MENACE TERRORISTE

L Expression Jeudi 30 Avril 2015

La décision du président socialiste, François Hollande, va à l'encontre d'une tendance générale à la baisse des budgets de la Défense en Occident.

Face à la menace terroriste, la France a décidé hier de doper son budget de la Défense qui va augmenter de près de 4 milliards d'euros de 2016 à 2019 et d'affecter en permanence 7000 militaires à sa sécurité intérieure. Depuis les attentats jihadistes des 7, 8 et 9 janvier (17.morts), «la France fait face à de lourdes menaces aussi bien à l'intérieur qu'à l'extérieur de notre territoire», a affirmé le président François Hollande à l'issue d'un Conseil de défense réunissant les principaux responsables politiques et militaires.
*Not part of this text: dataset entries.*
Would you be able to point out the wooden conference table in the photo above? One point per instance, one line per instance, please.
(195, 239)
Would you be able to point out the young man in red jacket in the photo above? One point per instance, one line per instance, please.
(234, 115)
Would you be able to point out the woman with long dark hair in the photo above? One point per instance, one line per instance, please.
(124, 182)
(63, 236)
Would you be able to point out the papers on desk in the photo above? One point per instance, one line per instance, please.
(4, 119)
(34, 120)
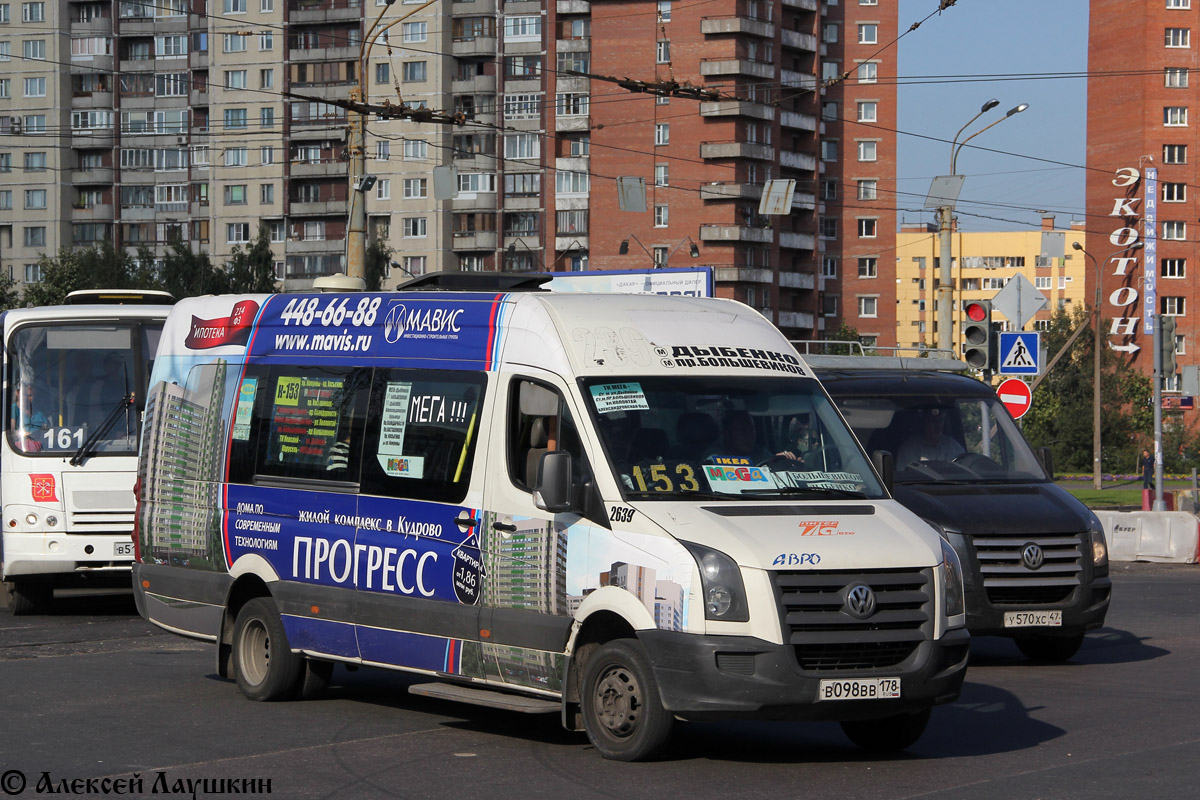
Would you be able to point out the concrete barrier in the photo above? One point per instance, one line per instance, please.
(1169, 536)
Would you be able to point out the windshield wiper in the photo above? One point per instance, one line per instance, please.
(89, 444)
(808, 491)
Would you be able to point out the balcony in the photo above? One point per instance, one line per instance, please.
(797, 241)
(719, 25)
(715, 233)
(730, 191)
(475, 46)
(798, 160)
(737, 108)
(468, 240)
(736, 150)
(799, 121)
(799, 41)
(713, 67)
(324, 11)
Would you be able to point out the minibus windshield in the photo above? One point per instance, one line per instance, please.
(945, 439)
(672, 438)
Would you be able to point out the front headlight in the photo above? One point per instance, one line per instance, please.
(725, 595)
(1099, 543)
(952, 575)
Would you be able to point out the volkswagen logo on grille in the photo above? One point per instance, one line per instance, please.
(859, 601)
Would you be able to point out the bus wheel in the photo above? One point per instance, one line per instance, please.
(889, 734)
(1050, 649)
(264, 666)
(623, 713)
(29, 597)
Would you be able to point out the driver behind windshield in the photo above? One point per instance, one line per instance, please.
(930, 441)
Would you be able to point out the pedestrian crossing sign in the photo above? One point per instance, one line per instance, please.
(1020, 353)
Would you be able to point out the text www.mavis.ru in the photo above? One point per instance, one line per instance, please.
(337, 342)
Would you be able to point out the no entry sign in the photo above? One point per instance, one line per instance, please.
(1015, 396)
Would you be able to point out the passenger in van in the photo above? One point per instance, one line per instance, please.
(930, 443)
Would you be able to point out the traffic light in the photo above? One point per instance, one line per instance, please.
(977, 335)
(1167, 328)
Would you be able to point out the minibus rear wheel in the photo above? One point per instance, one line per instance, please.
(264, 666)
(623, 711)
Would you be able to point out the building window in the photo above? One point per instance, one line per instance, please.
(414, 228)
(1179, 37)
(1175, 268)
(415, 188)
(413, 71)
(1175, 154)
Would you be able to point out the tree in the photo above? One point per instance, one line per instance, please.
(252, 271)
(376, 265)
(1061, 414)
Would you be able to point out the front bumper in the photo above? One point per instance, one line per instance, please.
(731, 677)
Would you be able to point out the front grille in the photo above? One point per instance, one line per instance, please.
(827, 638)
(1009, 582)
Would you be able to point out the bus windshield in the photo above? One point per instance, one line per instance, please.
(727, 437)
(75, 384)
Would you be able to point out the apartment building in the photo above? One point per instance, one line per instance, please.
(169, 120)
(983, 264)
(1141, 172)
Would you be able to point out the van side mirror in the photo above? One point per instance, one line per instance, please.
(552, 488)
(886, 465)
(1045, 457)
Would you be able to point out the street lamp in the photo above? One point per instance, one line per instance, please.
(1097, 476)
(945, 211)
(357, 233)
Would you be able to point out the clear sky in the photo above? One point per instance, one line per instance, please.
(967, 54)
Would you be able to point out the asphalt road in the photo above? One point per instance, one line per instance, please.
(93, 691)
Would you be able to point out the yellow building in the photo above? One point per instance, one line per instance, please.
(982, 264)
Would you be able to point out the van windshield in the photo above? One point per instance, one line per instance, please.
(945, 439)
(727, 437)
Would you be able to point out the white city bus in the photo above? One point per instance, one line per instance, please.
(75, 379)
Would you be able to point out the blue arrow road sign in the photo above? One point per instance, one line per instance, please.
(1020, 353)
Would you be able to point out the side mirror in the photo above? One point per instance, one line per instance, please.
(1045, 457)
(886, 465)
(552, 488)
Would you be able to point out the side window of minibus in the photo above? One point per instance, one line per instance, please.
(540, 422)
(307, 423)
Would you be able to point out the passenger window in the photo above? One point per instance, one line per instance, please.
(540, 422)
(421, 433)
(306, 422)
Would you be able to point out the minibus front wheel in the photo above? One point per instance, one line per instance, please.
(264, 666)
(623, 711)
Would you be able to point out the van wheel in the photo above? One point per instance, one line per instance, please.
(264, 667)
(889, 734)
(1050, 649)
(29, 597)
(623, 713)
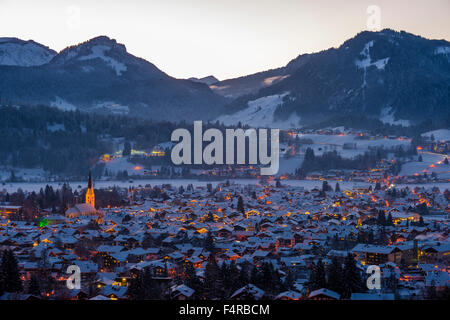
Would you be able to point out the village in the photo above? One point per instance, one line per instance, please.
(234, 241)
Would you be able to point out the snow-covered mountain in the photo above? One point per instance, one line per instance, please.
(16, 52)
(260, 114)
(100, 75)
(395, 77)
(209, 80)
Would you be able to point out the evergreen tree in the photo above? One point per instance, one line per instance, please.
(337, 188)
(9, 273)
(240, 205)
(317, 278)
(381, 218)
(209, 242)
(33, 286)
(192, 280)
(213, 286)
(389, 221)
(126, 149)
(335, 277)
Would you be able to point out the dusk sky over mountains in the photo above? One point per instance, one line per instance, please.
(223, 38)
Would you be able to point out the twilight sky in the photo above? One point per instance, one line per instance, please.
(225, 38)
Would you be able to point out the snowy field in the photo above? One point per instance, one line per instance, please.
(325, 143)
(307, 184)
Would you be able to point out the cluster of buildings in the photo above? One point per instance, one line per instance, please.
(290, 227)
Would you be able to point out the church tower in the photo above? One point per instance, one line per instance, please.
(90, 197)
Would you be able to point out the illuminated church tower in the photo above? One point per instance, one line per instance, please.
(90, 197)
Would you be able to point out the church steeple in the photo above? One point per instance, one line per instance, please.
(90, 197)
(90, 180)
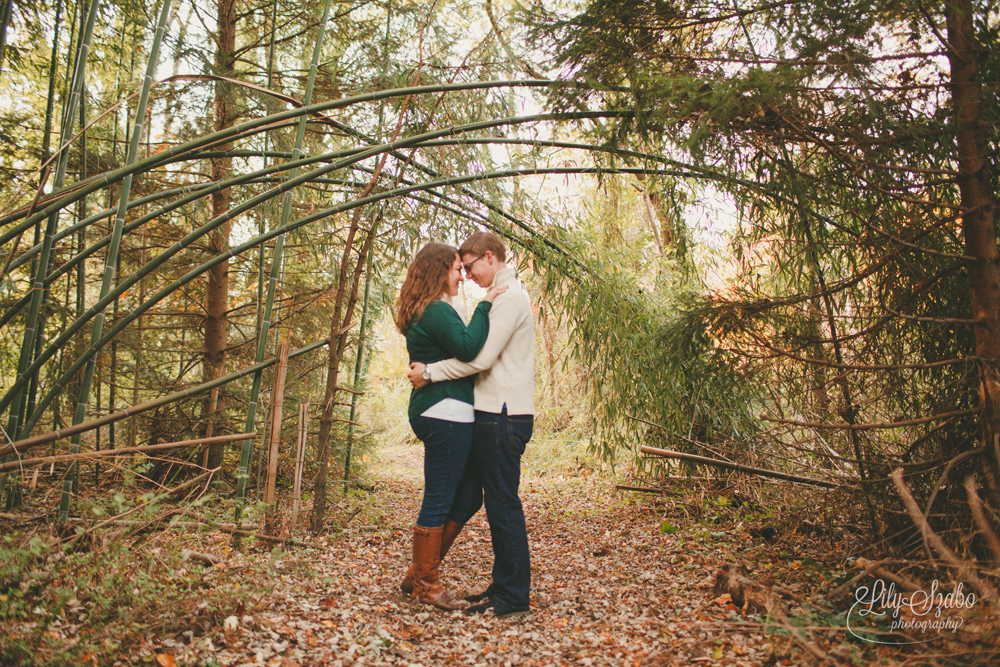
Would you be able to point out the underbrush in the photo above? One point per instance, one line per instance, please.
(100, 597)
(809, 573)
(139, 573)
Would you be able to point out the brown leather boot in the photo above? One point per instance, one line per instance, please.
(426, 563)
(448, 534)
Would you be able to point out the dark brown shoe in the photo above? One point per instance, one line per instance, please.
(427, 586)
(449, 532)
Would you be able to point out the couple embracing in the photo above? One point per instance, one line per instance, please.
(472, 406)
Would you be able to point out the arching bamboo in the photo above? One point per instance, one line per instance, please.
(112, 260)
(254, 201)
(313, 217)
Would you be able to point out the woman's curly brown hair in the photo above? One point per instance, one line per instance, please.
(426, 280)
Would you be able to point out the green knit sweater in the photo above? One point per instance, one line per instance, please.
(441, 334)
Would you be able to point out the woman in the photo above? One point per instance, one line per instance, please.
(441, 413)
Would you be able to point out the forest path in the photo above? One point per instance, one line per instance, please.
(608, 588)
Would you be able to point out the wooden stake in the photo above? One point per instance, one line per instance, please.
(300, 456)
(277, 398)
(124, 451)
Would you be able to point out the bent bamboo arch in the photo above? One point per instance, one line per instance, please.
(20, 407)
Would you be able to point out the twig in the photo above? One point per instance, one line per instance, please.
(246, 533)
(740, 468)
(961, 568)
(112, 520)
(874, 425)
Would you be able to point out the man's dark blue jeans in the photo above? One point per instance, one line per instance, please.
(446, 451)
(494, 475)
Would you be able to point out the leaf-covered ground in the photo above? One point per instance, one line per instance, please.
(617, 579)
(608, 588)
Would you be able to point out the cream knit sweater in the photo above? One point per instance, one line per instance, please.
(506, 364)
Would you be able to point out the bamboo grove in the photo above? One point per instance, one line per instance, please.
(271, 185)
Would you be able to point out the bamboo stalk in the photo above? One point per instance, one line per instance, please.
(31, 328)
(276, 264)
(358, 367)
(124, 451)
(44, 438)
(666, 453)
(112, 259)
(277, 402)
(263, 124)
(300, 455)
(288, 185)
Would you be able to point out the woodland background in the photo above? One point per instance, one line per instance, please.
(761, 233)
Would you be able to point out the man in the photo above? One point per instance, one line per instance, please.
(505, 408)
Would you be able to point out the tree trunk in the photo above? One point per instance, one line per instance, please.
(978, 212)
(217, 288)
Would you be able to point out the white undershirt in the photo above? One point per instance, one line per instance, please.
(452, 409)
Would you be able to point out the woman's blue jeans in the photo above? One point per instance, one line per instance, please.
(446, 450)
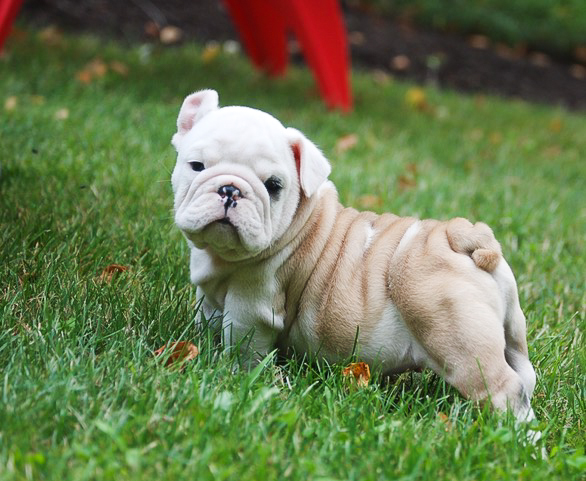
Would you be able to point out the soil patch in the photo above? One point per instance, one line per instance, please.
(447, 60)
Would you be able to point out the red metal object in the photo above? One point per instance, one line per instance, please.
(263, 25)
(8, 10)
(319, 27)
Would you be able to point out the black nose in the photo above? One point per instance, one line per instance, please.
(229, 191)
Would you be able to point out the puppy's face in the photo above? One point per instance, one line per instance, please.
(239, 176)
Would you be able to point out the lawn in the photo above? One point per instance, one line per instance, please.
(86, 161)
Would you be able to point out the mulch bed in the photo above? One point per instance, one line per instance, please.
(447, 60)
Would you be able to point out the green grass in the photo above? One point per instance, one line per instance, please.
(555, 26)
(81, 395)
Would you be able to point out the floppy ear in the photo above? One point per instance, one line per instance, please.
(312, 166)
(194, 107)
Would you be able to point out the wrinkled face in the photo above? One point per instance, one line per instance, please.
(237, 179)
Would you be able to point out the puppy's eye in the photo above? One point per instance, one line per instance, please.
(273, 186)
(196, 166)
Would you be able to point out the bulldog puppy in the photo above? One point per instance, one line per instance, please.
(274, 252)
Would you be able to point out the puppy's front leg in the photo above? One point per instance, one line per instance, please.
(253, 341)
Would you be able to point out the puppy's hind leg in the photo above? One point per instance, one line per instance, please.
(467, 347)
(516, 352)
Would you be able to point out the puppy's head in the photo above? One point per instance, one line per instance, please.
(239, 176)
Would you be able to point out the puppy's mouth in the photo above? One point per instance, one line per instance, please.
(225, 221)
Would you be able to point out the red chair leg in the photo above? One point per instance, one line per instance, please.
(8, 10)
(319, 26)
(262, 29)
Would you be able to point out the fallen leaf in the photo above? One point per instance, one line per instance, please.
(51, 36)
(555, 125)
(540, 59)
(11, 102)
(359, 371)
(119, 67)
(62, 114)
(170, 35)
(110, 271)
(400, 62)
(479, 41)
(346, 142)
(416, 98)
(210, 52)
(84, 76)
(370, 201)
(446, 420)
(151, 29)
(179, 352)
(97, 67)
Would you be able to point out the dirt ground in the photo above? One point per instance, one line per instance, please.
(469, 64)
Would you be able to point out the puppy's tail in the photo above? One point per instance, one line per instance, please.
(476, 240)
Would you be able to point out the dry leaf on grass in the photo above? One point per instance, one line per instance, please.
(119, 67)
(170, 35)
(110, 271)
(416, 98)
(51, 36)
(179, 352)
(360, 372)
(446, 420)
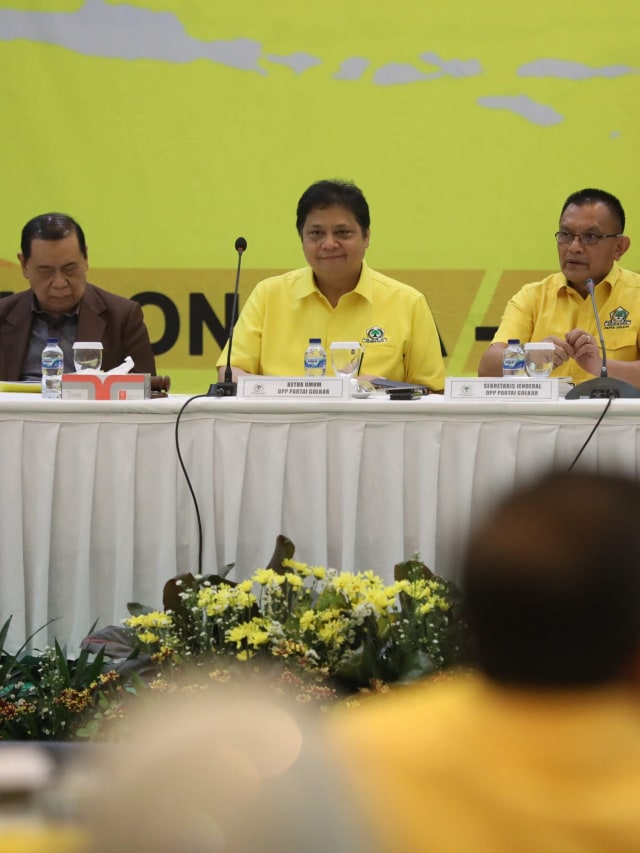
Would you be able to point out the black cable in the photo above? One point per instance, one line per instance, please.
(184, 471)
(590, 436)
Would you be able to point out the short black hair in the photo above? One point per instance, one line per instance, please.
(551, 582)
(51, 226)
(591, 196)
(327, 193)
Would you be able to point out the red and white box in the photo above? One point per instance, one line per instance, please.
(103, 386)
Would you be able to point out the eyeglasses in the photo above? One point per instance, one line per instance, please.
(588, 239)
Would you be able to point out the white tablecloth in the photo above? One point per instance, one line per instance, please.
(95, 510)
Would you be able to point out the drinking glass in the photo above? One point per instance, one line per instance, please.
(345, 358)
(538, 359)
(87, 355)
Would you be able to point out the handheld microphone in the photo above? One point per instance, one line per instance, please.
(590, 285)
(603, 387)
(229, 388)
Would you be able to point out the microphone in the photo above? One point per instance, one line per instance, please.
(604, 387)
(229, 388)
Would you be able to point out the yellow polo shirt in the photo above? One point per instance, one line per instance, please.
(392, 320)
(551, 307)
(464, 766)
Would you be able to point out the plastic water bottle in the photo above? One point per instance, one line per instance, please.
(315, 358)
(513, 359)
(52, 368)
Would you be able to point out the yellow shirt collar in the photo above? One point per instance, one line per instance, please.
(306, 284)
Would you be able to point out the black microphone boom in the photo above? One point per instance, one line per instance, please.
(229, 388)
(604, 386)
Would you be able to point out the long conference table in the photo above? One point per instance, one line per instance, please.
(95, 510)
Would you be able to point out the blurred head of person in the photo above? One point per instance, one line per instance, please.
(552, 583)
(54, 260)
(228, 770)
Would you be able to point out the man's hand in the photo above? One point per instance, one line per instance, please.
(563, 351)
(585, 350)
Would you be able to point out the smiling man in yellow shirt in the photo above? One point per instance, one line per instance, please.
(337, 297)
(591, 241)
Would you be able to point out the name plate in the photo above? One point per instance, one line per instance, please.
(500, 388)
(293, 387)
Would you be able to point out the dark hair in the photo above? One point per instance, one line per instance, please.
(552, 582)
(50, 226)
(327, 193)
(591, 196)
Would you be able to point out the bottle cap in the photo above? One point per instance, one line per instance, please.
(541, 346)
(87, 345)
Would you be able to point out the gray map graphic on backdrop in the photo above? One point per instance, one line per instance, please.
(130, 33)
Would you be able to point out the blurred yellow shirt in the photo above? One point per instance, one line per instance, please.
(551, 307)
(392, 321)
(462, 766)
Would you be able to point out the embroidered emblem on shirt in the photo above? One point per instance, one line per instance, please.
(618, 319)
(374, 335)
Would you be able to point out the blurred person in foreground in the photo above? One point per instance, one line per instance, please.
(61, 304)
(232, 770)
(591, 241)
(337, 297)
(539, 750)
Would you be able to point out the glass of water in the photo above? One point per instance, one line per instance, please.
(87, 355)
(345, 358)
(538, 359)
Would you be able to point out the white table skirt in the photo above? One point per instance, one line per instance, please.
(95, 510)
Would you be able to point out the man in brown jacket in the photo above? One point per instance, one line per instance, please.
(62, 304)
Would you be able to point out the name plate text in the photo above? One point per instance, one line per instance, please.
(500, 388)
(293, 387)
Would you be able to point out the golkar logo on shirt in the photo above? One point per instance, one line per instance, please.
(618, 319)
(374, 335)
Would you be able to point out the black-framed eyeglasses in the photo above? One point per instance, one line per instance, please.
(590, 238)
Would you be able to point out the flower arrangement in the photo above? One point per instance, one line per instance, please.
(315, 632)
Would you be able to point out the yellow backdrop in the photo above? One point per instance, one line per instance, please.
(170, 128)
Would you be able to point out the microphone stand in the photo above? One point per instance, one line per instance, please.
(604, 386)
(229, 388)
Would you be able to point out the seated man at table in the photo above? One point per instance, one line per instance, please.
(539, 750)
(62, 304)
(590, 241)
(337, 297)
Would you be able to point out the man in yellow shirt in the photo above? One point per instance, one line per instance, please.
(540, 750)
(590, 241)
(337, 298)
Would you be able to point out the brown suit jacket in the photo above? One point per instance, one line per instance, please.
(102, 316)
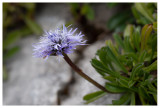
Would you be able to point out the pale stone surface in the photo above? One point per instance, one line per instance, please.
(33, 81)
(36, 82)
En conséquence de quoi, l'opération Sentinelle de patrouilles militaires engagée depuis le début de l'année avec 10.000 hommes pour protéger des sites sensibles sera «pérennisée» avec «7000 militaires» affectés à cette mission «de manière durable», a précisé le chef de l'Etat. Le budget de la Défense, qui est en 2015 de 31,4 milliards d'euros, va bénéficier de «3,8 milliards (d'euros) supplémentaires» entre 2016 et 2019, a-t-il aussi indiqué, sans dire où les autorités françaises, sommées par Bruxelles de réduire la dette, trouveront cet argent. «C'est un effort important, c'est même un effort considérable», a relevé François Hollande. La décision du président socialiste va à l'encontre d'une tendance générale à la baisse des budgets de la Défense en Occident. Cette augmentation budgétaire visera les dépenses en personnels et en équipements que vont nécessiter l'adaptation de l'armée française aux nouveaux défis posés par la menace terroriste. François Hollande a notamment évoqué la nécessité d'accorder plus de moyens à la cyberdéfense, à l'aéronautique et au renseignement. Ces décisions vont entraîner une révision des réductions d'effectifs dans les Armées qui étaient initialement prévues. Ainsi, 18.500 postes au total seront préservés sur les 34.000 suppressions d'emplois qui étaient prévues à l'origine sur la période 2014-2019, a précisé la présidence. En début d'année, le président Hollande avait déjà annoncé le gel de 7500 suppressions d'emplois qui étaient prévues en 2015.
Le ministère de la Défense va pouvoir en conséquence faire passer le réservoir de forces terrestres pouvant être déployées sur le terrain de 66.000 militaires aujourd'hui à 77.000. L'armée française (armées de l'Air, armée de Terre et Marine) compte au total quelques 215.000 personnels militaires et civils. «Aujourd'hui, on est au-delà du contrat opérationnel tant à l'extérieur qu'à l'intérieur et il faut qu'on reprenne de la marge», plaide-t-on au ministère de la Défense. «On en est à rogner les permissions, voire les phases de réentraînement avant de repartir en opérations». En extérieur, 9000 hommes sont actuellement mobilisés au Sahel, en Centrafrique et dans le Golfe. Depuis les attaques jihadistes de janvier, 10.000 militaires protègent en France des sites sensibles pour un coût estimé à un million d'euros par jour. Depuis les attentats de janvier contre le journal Charlie Hebdo (12 morts), une policière et un magasin casher (4 juifs tués), la France est soumise à un plan de sécurité élevé à son plus haut degré d'alerte, mobilisant policiers et militaires pour protéger des sites sensibles. Des patrouilles sont ainsi visibles dans les transports en commun, devant des synagogues ou des édifices religieux. Un projet d'attentat contre des églises catholiques dans la région parisienne a été récemment déjoué fortuitement et les autorités françaises sont en train de lister de nouveaux sites qui devront être protégés.